Link to paper
The full paper is available here.
You can also find the paper on PapersWithCode here.
Abstract
- Node features of graph neural networks become more similar with increased network depth, known as over-smoothing.
- Definition of over-smoothing is unified and new quantitative measures are introduced.
- Over-smoothing is demonstrated empirically on different graphs.
- Approaches for mitigating over-smoothing are reviewed and tested on real-world datasets.
- Mitigating over-smoothing is necessary but not sufficient for building deep GNNs.
- Definition of over-smoothing is extended to continuous-time GNNs.
Paper Content
Introduction
- Graph Neural Networks (GNNs) are powerful tools for learning on relational and interaction data
- GNNs have been applied to a variety of tasks, such as computer vision, recommender systems, transportation, etc.

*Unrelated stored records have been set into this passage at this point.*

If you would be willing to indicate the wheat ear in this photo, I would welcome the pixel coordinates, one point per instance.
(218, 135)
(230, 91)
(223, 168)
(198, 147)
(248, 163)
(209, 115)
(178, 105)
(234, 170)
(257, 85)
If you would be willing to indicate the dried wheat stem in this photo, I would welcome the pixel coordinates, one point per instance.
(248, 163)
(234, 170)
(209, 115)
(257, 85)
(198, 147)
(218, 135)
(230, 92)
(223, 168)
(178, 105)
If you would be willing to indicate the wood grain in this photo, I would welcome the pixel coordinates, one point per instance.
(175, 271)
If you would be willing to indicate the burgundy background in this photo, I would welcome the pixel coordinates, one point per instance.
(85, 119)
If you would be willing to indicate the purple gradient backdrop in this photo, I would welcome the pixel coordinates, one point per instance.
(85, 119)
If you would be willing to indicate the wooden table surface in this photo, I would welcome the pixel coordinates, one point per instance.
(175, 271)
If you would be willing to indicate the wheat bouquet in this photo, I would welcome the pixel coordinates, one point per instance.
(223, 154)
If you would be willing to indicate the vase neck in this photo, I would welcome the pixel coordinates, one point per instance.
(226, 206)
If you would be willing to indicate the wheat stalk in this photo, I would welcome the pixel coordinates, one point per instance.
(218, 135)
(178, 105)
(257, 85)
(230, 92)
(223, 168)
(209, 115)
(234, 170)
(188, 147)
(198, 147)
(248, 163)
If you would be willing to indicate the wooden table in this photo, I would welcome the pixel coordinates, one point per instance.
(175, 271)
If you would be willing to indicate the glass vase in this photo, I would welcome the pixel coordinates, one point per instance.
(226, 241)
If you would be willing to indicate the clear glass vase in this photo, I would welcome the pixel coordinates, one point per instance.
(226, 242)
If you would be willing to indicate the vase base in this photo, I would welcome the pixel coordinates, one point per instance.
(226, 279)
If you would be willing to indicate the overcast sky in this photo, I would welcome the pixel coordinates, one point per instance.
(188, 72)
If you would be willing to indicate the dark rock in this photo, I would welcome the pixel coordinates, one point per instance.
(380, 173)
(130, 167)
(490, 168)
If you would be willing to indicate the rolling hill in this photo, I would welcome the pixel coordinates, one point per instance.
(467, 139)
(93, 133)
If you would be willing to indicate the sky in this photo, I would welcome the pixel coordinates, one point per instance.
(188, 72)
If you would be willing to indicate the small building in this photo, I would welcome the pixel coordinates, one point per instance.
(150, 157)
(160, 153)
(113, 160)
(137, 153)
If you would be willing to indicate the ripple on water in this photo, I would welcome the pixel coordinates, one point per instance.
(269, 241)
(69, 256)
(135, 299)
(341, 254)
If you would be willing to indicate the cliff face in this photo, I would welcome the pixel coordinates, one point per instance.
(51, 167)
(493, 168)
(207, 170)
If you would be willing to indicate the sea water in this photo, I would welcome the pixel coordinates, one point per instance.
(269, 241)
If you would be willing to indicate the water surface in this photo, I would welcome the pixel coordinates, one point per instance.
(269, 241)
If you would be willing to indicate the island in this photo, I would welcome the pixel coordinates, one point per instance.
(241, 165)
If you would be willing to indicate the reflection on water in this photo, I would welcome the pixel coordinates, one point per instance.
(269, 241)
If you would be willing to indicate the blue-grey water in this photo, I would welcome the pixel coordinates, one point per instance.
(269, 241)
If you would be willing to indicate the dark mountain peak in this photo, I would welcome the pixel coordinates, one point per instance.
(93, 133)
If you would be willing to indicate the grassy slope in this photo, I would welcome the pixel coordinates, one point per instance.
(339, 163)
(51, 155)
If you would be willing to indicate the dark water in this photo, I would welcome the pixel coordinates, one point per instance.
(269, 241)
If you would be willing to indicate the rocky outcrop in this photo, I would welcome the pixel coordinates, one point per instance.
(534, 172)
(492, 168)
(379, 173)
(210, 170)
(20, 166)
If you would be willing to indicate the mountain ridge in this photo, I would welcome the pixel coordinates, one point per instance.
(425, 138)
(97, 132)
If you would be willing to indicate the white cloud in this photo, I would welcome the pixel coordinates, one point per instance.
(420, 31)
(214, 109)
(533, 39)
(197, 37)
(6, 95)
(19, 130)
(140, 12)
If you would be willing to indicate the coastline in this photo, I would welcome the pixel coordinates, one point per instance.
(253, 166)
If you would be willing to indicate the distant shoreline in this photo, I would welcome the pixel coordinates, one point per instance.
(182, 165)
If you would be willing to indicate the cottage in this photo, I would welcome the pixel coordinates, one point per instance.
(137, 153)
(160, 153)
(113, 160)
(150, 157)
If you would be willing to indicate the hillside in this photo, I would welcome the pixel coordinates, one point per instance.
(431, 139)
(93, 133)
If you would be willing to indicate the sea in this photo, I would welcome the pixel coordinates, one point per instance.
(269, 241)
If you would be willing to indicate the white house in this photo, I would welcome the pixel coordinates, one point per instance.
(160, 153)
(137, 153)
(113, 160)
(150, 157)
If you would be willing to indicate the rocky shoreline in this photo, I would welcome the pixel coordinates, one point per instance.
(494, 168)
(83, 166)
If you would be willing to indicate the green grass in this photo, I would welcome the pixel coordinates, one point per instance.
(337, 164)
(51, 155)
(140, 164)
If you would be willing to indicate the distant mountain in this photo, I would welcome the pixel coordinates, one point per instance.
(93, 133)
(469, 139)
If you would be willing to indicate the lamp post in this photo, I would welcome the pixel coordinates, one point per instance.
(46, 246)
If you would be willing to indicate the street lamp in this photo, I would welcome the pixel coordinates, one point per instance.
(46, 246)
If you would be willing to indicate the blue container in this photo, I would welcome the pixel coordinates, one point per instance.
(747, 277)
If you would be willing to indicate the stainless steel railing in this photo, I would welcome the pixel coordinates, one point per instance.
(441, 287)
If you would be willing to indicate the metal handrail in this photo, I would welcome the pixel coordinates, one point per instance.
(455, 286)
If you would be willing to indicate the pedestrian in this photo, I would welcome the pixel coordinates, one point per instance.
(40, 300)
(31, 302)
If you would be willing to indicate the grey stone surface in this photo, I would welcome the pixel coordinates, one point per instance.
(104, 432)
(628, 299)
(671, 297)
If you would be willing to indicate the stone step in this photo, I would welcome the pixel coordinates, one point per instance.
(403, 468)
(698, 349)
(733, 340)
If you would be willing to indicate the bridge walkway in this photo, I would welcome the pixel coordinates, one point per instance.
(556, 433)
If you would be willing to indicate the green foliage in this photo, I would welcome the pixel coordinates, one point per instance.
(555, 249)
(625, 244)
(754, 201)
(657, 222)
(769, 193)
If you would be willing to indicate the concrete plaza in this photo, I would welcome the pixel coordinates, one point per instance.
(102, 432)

- The number of layers in a neural network is often considered to be important for performance
- GNNs are often relatively shallow and have few layers
- Issues impairing the performance of deep GNNs include graph bottlenecks, over-squashing, and over-smoothing
- Over-smoothing is when node features converge to the same constant value as the number of layers increases
- Recent literature has focused on defining over-smoothing through measures of node feature similarities
- This article aims to unify existing approaches and define over-smoothing in a formal and tractable manner
- It also reviews approaches to mitigate over-smoothing and provides empirical evaluation
Definition of over-smoothing
- G is an undirected graph with v nodes and e edges
- Each node has an m-dimensional feature vector
- Message-Passing GNN updates the node features
- Local (1-neighborhood) coupling of the form (F(X, G)) i = F(X i , X jโNi )
- Over-smoothing is defined as layer-wise exponential convergence of the node-similarity measure to zero
- Node-similarity measure must satisfy triangle inequality and subadditivity
- Definition can be generalized to disconnected graphs
Over-smoothing measures
- Existing approaches to measure over-smoothing in deep GNNs are based on Dirichlet energy on graphs
- Dirichlet energy is a node-similarity measure that satisfies conditions 1 and 2 of the over-smoothing definition
- Mean Average Distance (MAD) is not a node-similarity measure and is always zero in the scalar case
- MAD does converge exponentially to zero for increasing number of layers if the GNN over-smooths
- Dirichlet energy should be favored over MAD
- Other measures that constitute a node-similarity measure can be used
- Rusch et al. (2022) have empirically demonstrated the qualitative behavior described in Definition 1
- Exponential convergence of the layer-wise over-smoothing measure is necessary for GNN to suffer from over-smoothing
Methods
- Normalization and regularization can reduce over-smoothing in deep GNNs
- Explicit regularization techniques measure over-smoothing using Dirichlet energy
- Implicit regularization techniques add noise to the optimization process
- Change of GNN dynamics can mitigate over-smoothing
- Residual connections can be added to deep GNNs
- Residual connections aggregate all node features of every layer of a deep GNN at the final layer
- Residual connections can lead to major improvements over competing methods
Empirical evaluation
- Evaluated effectiveness of methods to mitigate over-smoothing in deep GNNs
- Used 3 different graphs (Texas, Cora, Cornell5)
- Fixed one node-similarity measure (Dirichlet energy)
- DropEdge-GCN and Res-GCN suffer from over-smoothing
- Other methods keep layer-wise Dirichlet energy approximately constant
Risk of sacrificing expressivity to mitigate over-smoothing
- Over-smoothing can be mitigated by several methods
- Adding a bias vector to a deep GCN with shared parameters can keep the layer-wise Dirichlet energy constant
- Keeping the Dirichlet energy constant is not enough to construct well performing deep GNNs
- PairNorm exhibits an approximately constant layer-wise Dirichlet energy but its performance drops exponentially
- G2-GCN keeps the node-similarity measure approximately constant and increases its expressive power for increasing number of layers
Extension to continuous-time gnns
- GNNs are continuous in depth
- Message-passing propagation is modeled by differential equations
- Different vector fields yield different architectures
- Over-smoothing is defined as exponential convergence of node-similarity measure to zero
Conclusion
- Stacking multiple message-passing layers is necessary to process relational data with long-range interactions.
- Over-smoothing is a central challenge in constructing deep GNNs.
- An axiomatic definition of over-smoothing is provided.
- Measures for over-smoothing are tested on three different graph datasets.
- Approaches to mitigate over-smoothing are reviewed and tested.
- Balancing the ability to mitigate over-smoothing and expressive power is necessary.